Lembro-me de que, em sala de aula, alguns alunos, reclamavam de que
minhas lições traziam-lhes palavras novas, pouco usadas e, assim, não bem
entendidas, de pronto.
Usava de responder-lhes, então, que a palavra, como menor unidade
semântica de um idioma, é a expressão de ideias, de pensamentos e de
sentimentos e, assim, quem conhece mais palavras, melhor traduz seus
sentimentos, elabora com maior facilidade seu pensamento e pode produzir mais e
novas ideias. Dizia-lhes, também, que o maior manancial de palavras era
encontrado nos livros, na boa literatura.
Por isso, eventos dedicados ao LIVRO, como este que agora é inaugurado,
além do aspecto festivo, vejo-os como consagrações à inteligência e à
liberdade.
Fui assíduo frequentador das FEIRAS DO LIVRO, desde sua primeira edição.
Era, então, um adolescente que, como os do meu tempo, “cometia”, já, sentidas,
amarguradas e inconsoláveis poesias. Forrei-me, depois, para minha “Lira dos
Vinte Anos”, dos livros da Editora do Autor, que alcançou às prateleiras dos
jovens românticos como eu, a poesia de Cecília Meireles (Sei que canto. E a
canção é tudo. Tem sangue eterno, a asa ritmada. E um dia sei que estarei mudo:
mais nada), Carlos Drummond de Andrade, Vinicius de Moraes, Manoel Bandeira,
Paulo Mendes Campos (não vou mais sofrer sob as armações metálicas do mundo, como
fiz outrora, quando ainda me perturbava a rosa).
Contava, a este tempo, no meu querido Colégio Pelotense, com as aulas do
inesquecível professor Aldyr Garcia Schlee, que, entusiasta da literatura e da
juventude, generosamente sonhava em fazer de seus alunos grandes escritores.
Tenho certeza de haver ele logrado êxito com um, ao menos: o MÁRIO OSÓRIO
MAGALHÃES. (“jogava a tal felicidade de enxurrada à nossa porta e a gente nem
sabia o que fazer com ela.
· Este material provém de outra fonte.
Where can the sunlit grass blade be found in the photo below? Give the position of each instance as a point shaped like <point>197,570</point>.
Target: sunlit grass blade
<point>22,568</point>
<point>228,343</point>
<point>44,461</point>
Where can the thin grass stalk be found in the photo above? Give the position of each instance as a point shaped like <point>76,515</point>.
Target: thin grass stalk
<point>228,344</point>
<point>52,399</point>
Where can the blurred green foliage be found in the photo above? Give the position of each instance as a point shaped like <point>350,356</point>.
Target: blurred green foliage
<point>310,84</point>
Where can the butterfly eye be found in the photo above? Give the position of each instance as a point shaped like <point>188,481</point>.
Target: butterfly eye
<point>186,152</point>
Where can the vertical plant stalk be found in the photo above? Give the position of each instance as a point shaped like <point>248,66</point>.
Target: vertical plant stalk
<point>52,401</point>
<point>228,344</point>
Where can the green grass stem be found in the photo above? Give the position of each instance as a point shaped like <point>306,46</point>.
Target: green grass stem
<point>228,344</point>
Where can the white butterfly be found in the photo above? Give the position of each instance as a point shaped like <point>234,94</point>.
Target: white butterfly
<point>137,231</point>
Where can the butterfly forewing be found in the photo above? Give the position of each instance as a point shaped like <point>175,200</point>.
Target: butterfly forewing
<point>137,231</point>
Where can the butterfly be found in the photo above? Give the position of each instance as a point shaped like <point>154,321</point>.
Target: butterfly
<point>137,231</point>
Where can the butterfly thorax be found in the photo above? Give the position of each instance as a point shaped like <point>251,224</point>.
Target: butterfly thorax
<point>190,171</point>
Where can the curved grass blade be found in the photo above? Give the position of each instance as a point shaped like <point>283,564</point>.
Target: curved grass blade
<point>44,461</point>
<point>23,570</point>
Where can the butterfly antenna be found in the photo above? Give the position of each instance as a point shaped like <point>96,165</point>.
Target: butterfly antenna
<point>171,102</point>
Provavelmente ela por muitas noites pernoitou lá
fora e nem sequer abrimos a janela”) [*ver nota do Editor ao final do texto]
O livro, o personagem principal deste evento, penetrou profundamente em
minha vida.
Através de suas páginas, apaixonei-me por personagens, aprofundei-me em
dramas existenciais, naveguei por mares bravios, trilhei caminhos inóspitos,
desfrutei paisagens, descobri encantos, conheci misérias, devassei conflitos
íntimos, amei perdidamente...
Vivi a vida de tantos... em tantos lugares... em tantos tempos!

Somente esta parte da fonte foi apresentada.